Net Neutrality

EE offers ‘personal’ TV viewing across LTE, but does it pass the neutrality test?

By Ian Scales

Oct 8, 2014

via Flickr © University of Salford (CC BY 2.0)

UK mobile operator EE (the joint venture between Orange and T-Mobile)  has strengthened its home broadband service with EE TV, a service which sees it take on established UK multi-players TalkTalk, BT, Virgin Media and Sky.The idea is to offer the traditional free to air channels and catch-up TV but not yet any exclusive content. The stress here is on providing a viable ‘personal TV service’ that users can view on their LTE phones via the cellular network.

So how does EE get around the data cap problem which tends to make TV viewing unviable across the cell network (mobile users usually wait until they are in range of WiFi before viewing any TV). To zero-rate the paid-for TV viewing is raise the alarm over non-neutral behaviour since such an arrangement disfavours alternative video providers (like Netflix, for instance).

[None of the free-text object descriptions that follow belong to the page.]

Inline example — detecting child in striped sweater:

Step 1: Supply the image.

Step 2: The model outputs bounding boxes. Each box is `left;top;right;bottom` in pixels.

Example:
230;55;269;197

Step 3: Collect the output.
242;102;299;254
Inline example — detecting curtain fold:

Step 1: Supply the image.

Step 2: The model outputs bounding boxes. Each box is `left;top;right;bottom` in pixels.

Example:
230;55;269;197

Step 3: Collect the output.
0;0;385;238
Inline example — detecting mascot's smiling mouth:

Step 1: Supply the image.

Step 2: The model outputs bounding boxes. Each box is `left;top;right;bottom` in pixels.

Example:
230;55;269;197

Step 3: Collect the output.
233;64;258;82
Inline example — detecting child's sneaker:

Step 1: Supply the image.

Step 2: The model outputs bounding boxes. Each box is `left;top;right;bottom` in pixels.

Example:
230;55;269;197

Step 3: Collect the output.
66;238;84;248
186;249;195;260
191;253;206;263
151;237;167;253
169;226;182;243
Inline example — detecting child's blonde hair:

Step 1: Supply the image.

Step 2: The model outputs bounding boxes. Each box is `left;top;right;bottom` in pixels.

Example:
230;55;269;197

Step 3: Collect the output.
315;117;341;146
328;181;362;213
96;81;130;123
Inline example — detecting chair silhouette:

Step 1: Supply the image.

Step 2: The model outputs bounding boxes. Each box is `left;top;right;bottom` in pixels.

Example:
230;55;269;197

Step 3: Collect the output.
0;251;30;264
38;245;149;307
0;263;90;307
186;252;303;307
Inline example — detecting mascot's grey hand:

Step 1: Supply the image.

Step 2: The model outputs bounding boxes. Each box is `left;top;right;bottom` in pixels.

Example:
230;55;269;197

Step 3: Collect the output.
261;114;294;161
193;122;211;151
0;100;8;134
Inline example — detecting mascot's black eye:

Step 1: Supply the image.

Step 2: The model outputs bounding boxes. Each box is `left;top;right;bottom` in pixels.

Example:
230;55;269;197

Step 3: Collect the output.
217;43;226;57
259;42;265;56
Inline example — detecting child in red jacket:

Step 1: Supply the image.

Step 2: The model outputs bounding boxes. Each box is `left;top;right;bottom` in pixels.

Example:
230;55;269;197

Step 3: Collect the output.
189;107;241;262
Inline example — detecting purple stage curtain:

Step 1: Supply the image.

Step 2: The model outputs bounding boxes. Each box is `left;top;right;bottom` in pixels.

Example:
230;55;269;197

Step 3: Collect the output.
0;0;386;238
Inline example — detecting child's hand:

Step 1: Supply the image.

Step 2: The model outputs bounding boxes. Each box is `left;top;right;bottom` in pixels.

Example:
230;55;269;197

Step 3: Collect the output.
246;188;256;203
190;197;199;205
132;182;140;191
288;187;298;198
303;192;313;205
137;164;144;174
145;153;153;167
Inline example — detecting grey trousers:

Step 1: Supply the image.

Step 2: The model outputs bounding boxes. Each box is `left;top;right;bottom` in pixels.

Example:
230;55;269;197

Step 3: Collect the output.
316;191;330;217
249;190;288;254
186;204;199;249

EE might have done just enough to get away with it by making the service free to all EE broadband customers and to EE 4G users for an additional £9.95 a month. So mobile customers who take up EE TV will also get 10GB or 20GB more data per month, depending on their plan.

Users are therefore seemingly buying extra capacity but getting the TV service for free.  But is this really non-neutral?  Surely only if users are also able to buy the bandwidth at the same rates  to view other channels and we can guess that that’s not (yet) part of the package?